Sam plunged the knife forward into Ray’s gut, putting his whole body weight behind it. Ray shouted, screamed, tried to move away, anything to escape or get help. But Sam kept plunging the knife down, twisting it, stabbing, not looking at Ray’s face, not wanting to acknowledge that this was a human being. He just had the words of the report running through his head. The wounds had been deep, they’d been meant to hurt, to damage. The attack had been frenzied.
When Ray had choked out his last shuddering, bubbling breath, blood running from his mouth, the wounds in his chest making wet sucking sounds as his body struggled to find any way of getting oxygen, Sam stopped. He stood, his legs trembling, and looked down at the body in the pool of blood. He stepped forward and cut through the bonds, removing them, then moved away before the pool of blood reached his shoes.

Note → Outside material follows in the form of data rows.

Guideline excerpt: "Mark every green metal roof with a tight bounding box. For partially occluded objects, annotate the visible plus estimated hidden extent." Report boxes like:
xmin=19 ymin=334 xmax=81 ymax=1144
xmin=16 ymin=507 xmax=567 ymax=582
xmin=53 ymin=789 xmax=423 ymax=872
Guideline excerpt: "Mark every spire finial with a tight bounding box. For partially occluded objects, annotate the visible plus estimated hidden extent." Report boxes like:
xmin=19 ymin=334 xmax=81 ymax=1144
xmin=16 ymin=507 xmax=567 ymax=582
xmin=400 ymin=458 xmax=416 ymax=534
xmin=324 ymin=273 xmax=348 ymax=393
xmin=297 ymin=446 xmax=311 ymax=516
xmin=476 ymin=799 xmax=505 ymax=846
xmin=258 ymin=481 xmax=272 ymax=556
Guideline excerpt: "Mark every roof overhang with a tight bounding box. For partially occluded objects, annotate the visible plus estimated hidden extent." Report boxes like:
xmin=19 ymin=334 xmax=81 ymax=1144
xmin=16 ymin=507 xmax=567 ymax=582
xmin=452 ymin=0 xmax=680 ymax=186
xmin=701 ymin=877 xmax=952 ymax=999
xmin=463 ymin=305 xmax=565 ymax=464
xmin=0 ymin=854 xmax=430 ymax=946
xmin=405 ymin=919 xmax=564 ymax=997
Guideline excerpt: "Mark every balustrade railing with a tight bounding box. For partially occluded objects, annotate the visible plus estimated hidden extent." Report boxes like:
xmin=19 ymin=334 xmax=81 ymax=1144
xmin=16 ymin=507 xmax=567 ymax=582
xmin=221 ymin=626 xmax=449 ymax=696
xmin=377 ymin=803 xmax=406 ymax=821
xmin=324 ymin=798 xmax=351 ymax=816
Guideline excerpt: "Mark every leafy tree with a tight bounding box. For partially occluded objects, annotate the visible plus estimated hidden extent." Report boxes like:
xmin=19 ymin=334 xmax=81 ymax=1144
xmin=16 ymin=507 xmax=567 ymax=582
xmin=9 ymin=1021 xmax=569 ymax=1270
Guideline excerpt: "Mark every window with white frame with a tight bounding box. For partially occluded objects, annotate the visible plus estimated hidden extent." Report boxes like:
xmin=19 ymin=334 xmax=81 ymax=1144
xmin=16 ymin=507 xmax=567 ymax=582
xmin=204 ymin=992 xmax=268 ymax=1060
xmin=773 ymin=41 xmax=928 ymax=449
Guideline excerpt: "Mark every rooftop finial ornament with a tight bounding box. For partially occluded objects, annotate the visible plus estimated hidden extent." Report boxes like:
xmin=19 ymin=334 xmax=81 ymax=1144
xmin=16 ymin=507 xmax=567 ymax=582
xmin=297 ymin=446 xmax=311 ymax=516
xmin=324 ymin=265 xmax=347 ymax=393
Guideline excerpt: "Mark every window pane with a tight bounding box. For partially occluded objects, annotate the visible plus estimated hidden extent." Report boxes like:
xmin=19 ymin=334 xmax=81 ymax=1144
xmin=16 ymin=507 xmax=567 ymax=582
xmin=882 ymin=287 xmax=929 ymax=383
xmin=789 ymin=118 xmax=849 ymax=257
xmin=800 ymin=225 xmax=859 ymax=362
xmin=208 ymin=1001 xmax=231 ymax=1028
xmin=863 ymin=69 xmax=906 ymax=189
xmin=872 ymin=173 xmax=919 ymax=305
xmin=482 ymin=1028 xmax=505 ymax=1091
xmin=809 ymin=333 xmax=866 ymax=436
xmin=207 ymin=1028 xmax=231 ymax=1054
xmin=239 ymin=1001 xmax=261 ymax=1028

He checked his clothes for blood. There was some, but not enough to be noticeable straight away. He left the scene, disposing of the weapon on his way home, and the ropes in a dustbin. He changed his clothes before heading back to the station.
Gene was there, along with most of the rest of the team.
“Where’s Carling?” he barked at Sam.
Sam shrugged. “He went out to meet Mick the Lip - about an hour ago, maybe longer.”
Gene grunted and nodded. Sam smiled.
The body on the slab had been cleaned up. The wounds now mainly hidden by the sheet. Oswald was silent, knowing that there was nothing he could say that Gene would want to hear. When he left the room Gene allowed himself to give in. He sobbed, he shouted, he kicked out at anything and everything. He clutched onto Ray’s cold body as if he could somehow shake the life back into him.
And Sam was there for him, holding him, letting Gene’s tears soak into his clean shirt.
“It’s okay, Gene, it’s okay,” he whispered. “I’ve got you, I’ve got you now.”